8150488: Scanner.findAll() can return infinite stream if regex matches zero chars
authorsmarks
Fri, 28 Apr 2017 12:16:30 -0700
changeset 44855 30e9f8892612
parent 44854 5a486e0acd29
child 44856 72e90db93f70
8150488: Scanner.findAll() can return infinite stream if regex matches zero chars Reviewed-by: sherman
jdk/src/java.base/share/classes/java/util/Scanner.java
jdk/test/java/util/Scanner/ScannerStreamTest.java
--- a/jdk/src/java.base/share/classes/java/util/Scanner.java	Fri Apr 28 14:16:33 2017 +0100
+++ b/jdk/src/java.base/share/classes/java/util/Scanner.java	Fri Apr 28 12:16:30 2017 -0700
@@ -1,5 +1,5 @@
 /*
- * Copyright (c) 2003, 2015, Oracle and/or its affiliates. All rights reserved.
+ * Copyright (c) 2003, 2017, Oracle and/or its affiliates. All rights reserved.
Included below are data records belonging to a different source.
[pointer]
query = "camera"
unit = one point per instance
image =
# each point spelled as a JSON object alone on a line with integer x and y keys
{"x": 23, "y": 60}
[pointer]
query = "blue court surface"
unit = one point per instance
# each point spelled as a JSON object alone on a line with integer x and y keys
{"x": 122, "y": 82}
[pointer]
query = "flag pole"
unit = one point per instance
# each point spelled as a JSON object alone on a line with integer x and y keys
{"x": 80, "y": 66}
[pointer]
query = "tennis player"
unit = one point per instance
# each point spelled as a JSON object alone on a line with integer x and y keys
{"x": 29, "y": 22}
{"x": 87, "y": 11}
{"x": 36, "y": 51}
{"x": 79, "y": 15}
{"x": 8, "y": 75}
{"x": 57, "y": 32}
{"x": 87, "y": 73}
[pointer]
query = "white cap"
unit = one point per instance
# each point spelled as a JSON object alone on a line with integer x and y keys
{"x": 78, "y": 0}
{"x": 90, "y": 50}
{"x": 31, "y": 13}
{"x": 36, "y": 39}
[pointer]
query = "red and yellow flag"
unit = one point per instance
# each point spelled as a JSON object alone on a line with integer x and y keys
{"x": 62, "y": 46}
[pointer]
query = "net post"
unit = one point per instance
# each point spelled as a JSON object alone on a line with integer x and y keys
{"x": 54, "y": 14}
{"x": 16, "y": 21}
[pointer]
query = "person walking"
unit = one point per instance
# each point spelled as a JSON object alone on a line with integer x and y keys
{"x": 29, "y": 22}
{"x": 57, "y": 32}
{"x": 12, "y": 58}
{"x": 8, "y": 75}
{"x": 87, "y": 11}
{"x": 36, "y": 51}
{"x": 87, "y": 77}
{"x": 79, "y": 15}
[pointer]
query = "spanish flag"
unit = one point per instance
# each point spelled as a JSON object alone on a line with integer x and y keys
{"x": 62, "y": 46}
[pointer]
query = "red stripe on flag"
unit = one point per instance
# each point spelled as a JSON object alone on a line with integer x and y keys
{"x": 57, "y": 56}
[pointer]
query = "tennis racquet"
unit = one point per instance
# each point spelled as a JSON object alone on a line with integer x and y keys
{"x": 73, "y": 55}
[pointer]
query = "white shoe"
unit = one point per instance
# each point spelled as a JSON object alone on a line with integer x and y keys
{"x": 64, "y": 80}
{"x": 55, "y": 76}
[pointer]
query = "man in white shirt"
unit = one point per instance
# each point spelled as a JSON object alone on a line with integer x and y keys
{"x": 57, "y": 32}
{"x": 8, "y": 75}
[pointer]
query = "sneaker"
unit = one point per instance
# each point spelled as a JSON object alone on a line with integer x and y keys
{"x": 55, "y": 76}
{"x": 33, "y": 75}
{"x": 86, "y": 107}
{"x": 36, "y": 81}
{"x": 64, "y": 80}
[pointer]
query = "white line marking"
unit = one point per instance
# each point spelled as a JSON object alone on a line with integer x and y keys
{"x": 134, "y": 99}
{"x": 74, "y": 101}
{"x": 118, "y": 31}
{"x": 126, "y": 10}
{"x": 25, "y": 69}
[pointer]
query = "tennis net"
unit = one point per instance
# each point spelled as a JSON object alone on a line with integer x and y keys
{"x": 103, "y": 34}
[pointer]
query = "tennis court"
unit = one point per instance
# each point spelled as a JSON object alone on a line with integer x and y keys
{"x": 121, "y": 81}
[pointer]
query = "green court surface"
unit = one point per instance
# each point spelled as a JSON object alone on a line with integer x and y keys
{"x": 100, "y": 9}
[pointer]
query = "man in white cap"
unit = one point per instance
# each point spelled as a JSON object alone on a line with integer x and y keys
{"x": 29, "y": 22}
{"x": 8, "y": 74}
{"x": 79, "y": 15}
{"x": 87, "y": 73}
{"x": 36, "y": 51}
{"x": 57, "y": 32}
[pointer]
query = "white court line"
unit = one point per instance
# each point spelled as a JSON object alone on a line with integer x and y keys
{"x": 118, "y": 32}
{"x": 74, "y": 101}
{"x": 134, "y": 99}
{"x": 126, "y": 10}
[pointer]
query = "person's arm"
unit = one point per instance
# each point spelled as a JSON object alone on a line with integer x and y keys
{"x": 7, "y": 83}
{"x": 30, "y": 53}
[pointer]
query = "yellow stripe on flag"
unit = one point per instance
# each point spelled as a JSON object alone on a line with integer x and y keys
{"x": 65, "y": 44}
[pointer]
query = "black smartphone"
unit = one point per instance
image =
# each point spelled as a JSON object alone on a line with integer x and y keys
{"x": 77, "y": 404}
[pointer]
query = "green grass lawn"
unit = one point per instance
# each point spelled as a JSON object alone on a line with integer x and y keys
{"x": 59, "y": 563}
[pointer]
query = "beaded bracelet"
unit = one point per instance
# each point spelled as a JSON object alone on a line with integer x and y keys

  * DO NOT ALTER OR REMOVE COPYRIGHT NOTICES OR THIS FILE HEADER.
  *
  * This code is free software; you can redistribute it and/or modify it
@@ -2846,6 +2846,7 @@
     class FindSpliterator extends Spliterators.AbstractSpliterator<MatchResult> {
         final Pattern pattern;
         int expectedCount = -1;
+        private boolean advance = false; // true if we need to auto-advance
 
         FindSpliterator(Pattern pattern) {
             super(Long.MAX_VALUE,
@@ -2861,12 +2862,15 @@
                     throw new ConcurrentModificationException();
                 }
             } else {
+                // init
+                matchValid = false;
+                matcher.usePattern(pattern);
                 expectedCount = modCount;
             }
 
             while (true) {
                 // assert expectedCount == modCount
-                if (findPatternInBuffer(pattern, 0)) { // doesn't increment modCount
+                if (nextInBuffer()) { // doesn't increment modCount
                     cons.accept(matcher.toMatchResult());
                     if (expectedCount != modCount) {
                         throw new ConcurrentModificationException();
@@ -2879,6 +2883,29 @@
                     return false; // reached end of input
             }
         }
+
+        // reimplementation of findPatternInBuffer with auto-advance on zero-length matches
+        private boolean nextInBuffer() {
+            if (advance) {
+                if (position + 1 > buf.limit()) {
+                    if (!sourceClosed)
+                        needInput = true;
+                    return false;
+                }
+                position++;
+                advance = false;
+            }
+            matcher.region(position, buf.limit());
+            if (matcher.find() && (!matcher.hitEnd() || sourceClosed)) {
+                 // Did not hit end, or hit real end
+                 position = matcher.end();
+                 advance = matcher.start() == position;
+                 return true;
+            }
+            if (!sourceClosed)
+                needInput = true;
+            return false;
+        }
     }
 
     /** Small LRU cache of Patterns. */
--- a/jdk/test/java/util/Scanner/ScannerStreamTest.java	Fri Apr 28 14:16:33 2017 +0100
+++ b/jdk/test/java/util/Scanner/ScannerStreamTest.java	Fri Apr 28 12:16:30 2017 -0700
@@ -1,5 +1,5 @@
 /*
- * Copyright (c) 2015, Oracle and/or its affiliates. All rights reserved.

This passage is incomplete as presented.